И тогда он решил специально запомнить этот миг, зафиксировать его в памяти, поставить вешку. Кресло, окно, небо, круглый циферблат часов и черные стрелки, показывающие шесть часов вечера. Это было двадцать лет назад, а сейчас…

Сергей Анатольевич потер пальцами усталые глаза, перевел взгляд на газету, которую по-прежнему держал в руках, и вдруг вспомнил Надю! – ее тонкие руки на своих плечах, когда он сидел перед мольбертом с кистью в руке и, слегка отклонив голову, смотрел на холст хищным, цепким взглядом художника. Ее теплое дыхание на своем затылке.

– Твое мастерство растет с каждой картиной.

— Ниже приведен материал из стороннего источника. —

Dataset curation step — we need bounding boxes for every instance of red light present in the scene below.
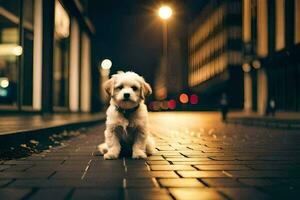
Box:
[190,94,199,104]
[179,93,189,103]
[168,99,176,110]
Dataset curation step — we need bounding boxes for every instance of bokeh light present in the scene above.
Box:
[101,59,112,69]
[190,94,199,105]
[158,6,172,20]
[179,93,189,103]
[0,78,9,88]
[168,99,176,110]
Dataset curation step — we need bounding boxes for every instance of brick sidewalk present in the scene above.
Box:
[0,113,300,200]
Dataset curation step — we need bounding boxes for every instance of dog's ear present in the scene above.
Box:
[103,78,114,96]
[141,82,152,99]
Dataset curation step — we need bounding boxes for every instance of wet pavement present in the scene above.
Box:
[0,112,300,199]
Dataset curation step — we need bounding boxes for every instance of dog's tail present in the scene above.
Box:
[98,143,108,155]
[146,136,156,155]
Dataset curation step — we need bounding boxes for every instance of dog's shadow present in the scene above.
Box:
[119,140,133,158]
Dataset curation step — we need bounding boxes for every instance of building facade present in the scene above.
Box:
[0,0,94,112]
[188,0,243,109]
[243,0,300,115]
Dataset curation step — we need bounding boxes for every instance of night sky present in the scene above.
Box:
[88,0,205,83]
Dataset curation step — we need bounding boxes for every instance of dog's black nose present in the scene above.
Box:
[124,93,130,99]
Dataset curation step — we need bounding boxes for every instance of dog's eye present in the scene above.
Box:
[131,86,138,91]
[116,85,123,90]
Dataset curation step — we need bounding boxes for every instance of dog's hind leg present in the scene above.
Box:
[146,135,156,155]
[98,143,108,155]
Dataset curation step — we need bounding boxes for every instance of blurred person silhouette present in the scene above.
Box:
[266,98,276,117]
[220,93,228,122]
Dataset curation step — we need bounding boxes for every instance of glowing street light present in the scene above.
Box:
[158,6,172,20]
[101,59,112,69]
[0,78,9,88]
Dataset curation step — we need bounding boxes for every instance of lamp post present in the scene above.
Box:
[158,6,172,68]
[99,59,112,103]
[158,5,172,98]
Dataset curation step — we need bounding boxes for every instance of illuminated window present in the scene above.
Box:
[275,0,285,50]
[294,0,300,44]
[0,1,23,106]
[257,0,268,57]
[53,0,70,108]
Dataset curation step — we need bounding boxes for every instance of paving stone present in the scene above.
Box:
[0,172,52,179]
[238,178,282,187]
[123,178,157,188]
[71,188,123,200]
[169,188,225,200]
[158,178,205,188]
[227,171,300,178]
[167,157,211,162]
[195,165,250,170]
[124,188,172,200]
[4,165,34,172]
[201,178,245,187]
[177,171,228,178]
[29,188,71,200]
[150,165,196,171]
[0,188,31,200]
[125,171,178,178]
[0,164,11,171]
[147,156,165,160]
[147,160,170,165]
[0,179,13,187]
[7,177,123,189]
[218,188,271,200]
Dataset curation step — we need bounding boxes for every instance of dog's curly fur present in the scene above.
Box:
[98,72,155,159]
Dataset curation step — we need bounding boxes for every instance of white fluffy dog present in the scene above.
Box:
[98,72,155,159]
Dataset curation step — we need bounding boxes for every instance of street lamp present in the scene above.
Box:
[99,59,112,103]
[158,6,172,20]
[101,59,112,69]
[158,5,172,100]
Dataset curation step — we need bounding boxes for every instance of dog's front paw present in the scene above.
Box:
[103,152,119,160]
[132,150,147,159]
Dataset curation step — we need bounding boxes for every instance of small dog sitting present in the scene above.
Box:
[98,72,155,159]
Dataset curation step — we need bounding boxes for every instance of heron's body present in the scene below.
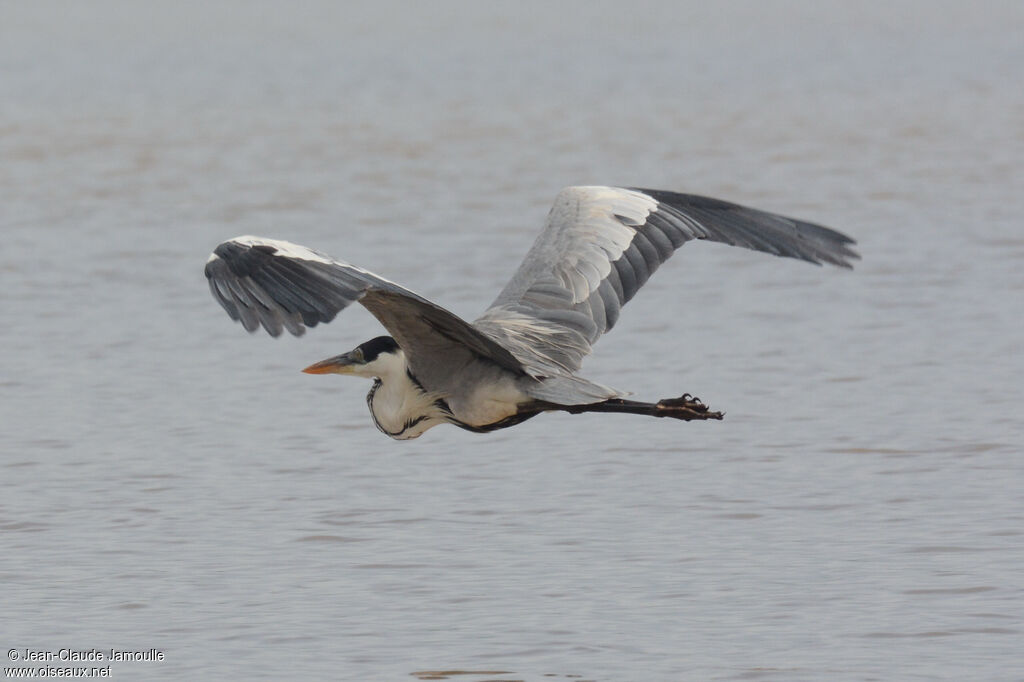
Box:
[206,187,857,439]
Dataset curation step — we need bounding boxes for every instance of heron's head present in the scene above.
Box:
[303,336,406,379]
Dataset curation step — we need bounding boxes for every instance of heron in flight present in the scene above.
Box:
[206,186,859,440]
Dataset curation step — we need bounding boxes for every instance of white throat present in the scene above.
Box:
[359,350,447,440]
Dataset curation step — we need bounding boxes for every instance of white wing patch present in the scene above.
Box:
[549,186,657,303]
[231,235,338,265]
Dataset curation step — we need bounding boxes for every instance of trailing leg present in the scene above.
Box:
[547,393,723,422]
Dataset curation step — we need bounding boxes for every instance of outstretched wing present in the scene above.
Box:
[473,186,859,376]
[206,237,522,377]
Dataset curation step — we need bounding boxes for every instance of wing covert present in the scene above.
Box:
[206,236,522,373]
[473,186,859,376]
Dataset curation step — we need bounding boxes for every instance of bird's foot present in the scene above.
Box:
[654,393,723,422]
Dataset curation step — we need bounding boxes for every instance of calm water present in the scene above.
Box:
[0,0,1024,682]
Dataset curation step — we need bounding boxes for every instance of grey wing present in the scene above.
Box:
[473,186,859,377]
[206,237,522,373]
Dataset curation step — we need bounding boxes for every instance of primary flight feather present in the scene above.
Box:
[206,186,859,439]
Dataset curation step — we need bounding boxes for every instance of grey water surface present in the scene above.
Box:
[0,0,1024,682]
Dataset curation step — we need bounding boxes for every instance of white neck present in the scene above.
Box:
[365,350,447,440]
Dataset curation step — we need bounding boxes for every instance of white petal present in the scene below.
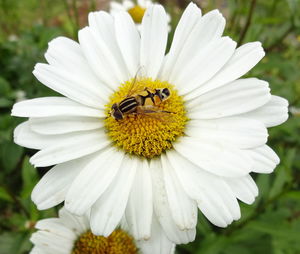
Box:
[164,10,225,85]
[125,159,153,240]
[150,159,196,244]
[173,37,236,95]
[91,156,139,237]
[137,216,175,254]
[123,0,135,10]
[225,175,258,205]
[140,5,168,80]
[45,37,111,104]
[115,12,141,77]
[35,218,76,241]
[167,151,241,227]
[29,246,45,254]
[59,207,90,236]
[159,3,201,80]
[14,121,61,149]
[161,155,197,230]
[247,145,280,174]
[30,231,74,254]
[12,97,105,118]
[185,117,268,148]
[78,11,128,89]
[241,95,289,127]
[29,116,104,135]
[109,1,126,13]
[30,129,110,167]
[185,42,265,100]
[33,63,105,108]
[187,78,271,119]
[65,148,124,215]
[174,137,253,177]
[31,156,91,210]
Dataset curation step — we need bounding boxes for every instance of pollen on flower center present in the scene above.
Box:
[71,229,137,254]
[105,78,188,158]
[127,5,146,24]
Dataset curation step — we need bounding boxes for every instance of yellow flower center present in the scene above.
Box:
[127,5,146,24]
[105,78,188,158]
[71,230,137,254]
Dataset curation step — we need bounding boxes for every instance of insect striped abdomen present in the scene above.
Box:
[119,97,138,113]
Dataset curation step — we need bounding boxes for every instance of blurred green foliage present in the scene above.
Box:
[0,0,300,254]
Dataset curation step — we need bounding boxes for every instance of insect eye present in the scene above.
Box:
[162,88,170,98]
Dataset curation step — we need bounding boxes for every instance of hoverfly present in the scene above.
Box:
[110,68,172,121]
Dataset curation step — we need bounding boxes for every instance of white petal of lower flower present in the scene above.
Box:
[137,216,175,254]
[140,5,168,80]
[12,97,105,118]
[224,175,258,205]
[168,10,225,86]
[31,156,93,210]
[161,155,197,230]
[241,95,289,127]
[187,78,271,119]
[150,160,196,243]
[185,117,268,149]
[33,63,104,108]
[159,3,201,79]
[173,37,236,95]
[29,246,44,254]
[247,145,280,174]
[115,12,141,77]
[185,42,265,100]
[45,37,112,104]
[29,116,103,135]
[125,160,153,240]
[59,207,90,236]
[65,147,124,215]
[30,207,175,254]
[174,137,253,177]
[35,218,76,241]
[167,151,241,227]
[91,156,140,236]
[30,230,74,254]
[30,129,110,167]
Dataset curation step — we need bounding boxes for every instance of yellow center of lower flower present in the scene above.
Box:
[127,5,146,23]
[71,230,137,254]
[105,78,188,158]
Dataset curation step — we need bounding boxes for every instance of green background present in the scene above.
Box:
[0,0,300,254]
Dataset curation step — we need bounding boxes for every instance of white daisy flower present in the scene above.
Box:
[12,3,288,243]
[109,0,171,31]
[30,208,175,254]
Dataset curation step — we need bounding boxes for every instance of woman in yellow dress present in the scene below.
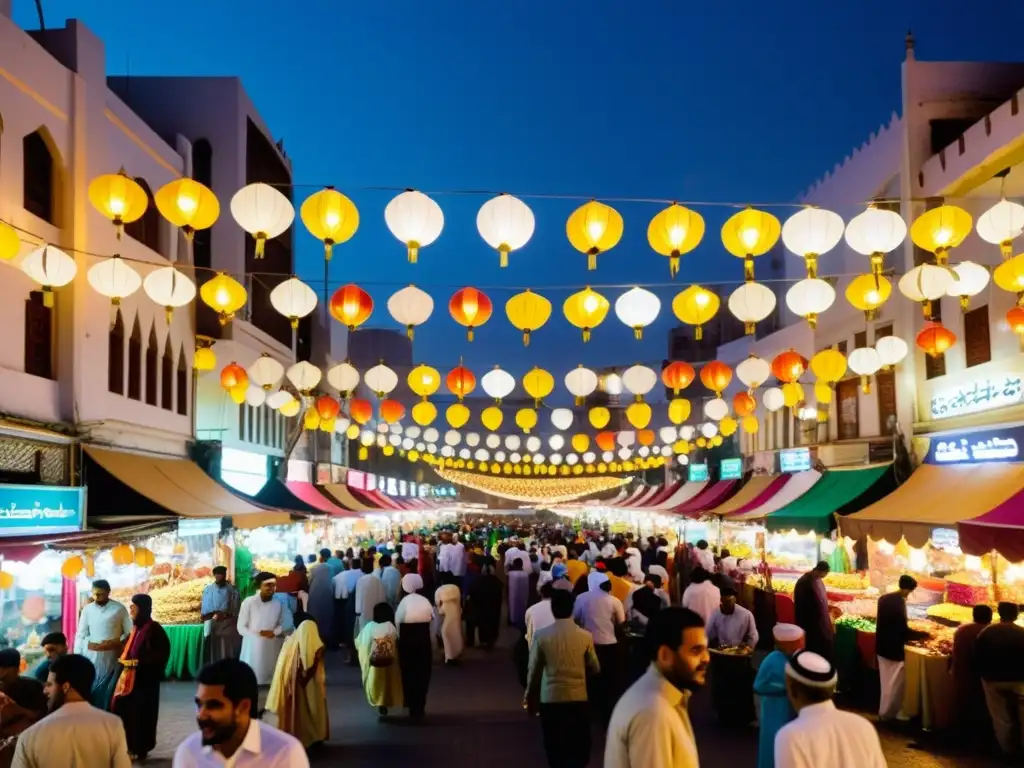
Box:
[266,614,331,748]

Господи, Сережа, как я счастлива, что ты рядом.

– Это я счастлив.

– Когда-нибудь твои картины будут висеть в Третьяковке.

– А почему не в Лувре?

– Потому что ты патриот и не позволишь вывозить свои шедевры из страны. Захотят посмотреть – сами приедут.

Дзикевич улыбнулся и, не отрывая взгляда от полотна, нежно погладил ее пальцы.

– Что у тебя за духи? – спросил он.

– Тебе не нравятся?

– Да нет. Просто странный запах. Пахнет травой и… еще чем-то.

Надина кожа была теплой и бархатистой.

– Я люблю тебя, – тихо прошептала она.

– Я тоже, – ответил Дзикевич.

И вздрогнул. Он готов был поклясться, что еще секунду назад гладил пальцы девушки. По телу Сергея Анатольевича пробежала дрожь.

– Что за наваждение, – пробормотал он, убрал руку с плеча и растерянно оглянулся, словно надеялся увидеть растворяющийся в воздухе призрак девушки. Внезапно Сергей Анатольевич почувствовал на пальцах влагу. Он опустил глаза и вздрогнул. Пальцы были испачканы чем-то красным. Недоумевая, Дзикевич поднес руку к глазам. Сердце бизнесмена учащенно забилось.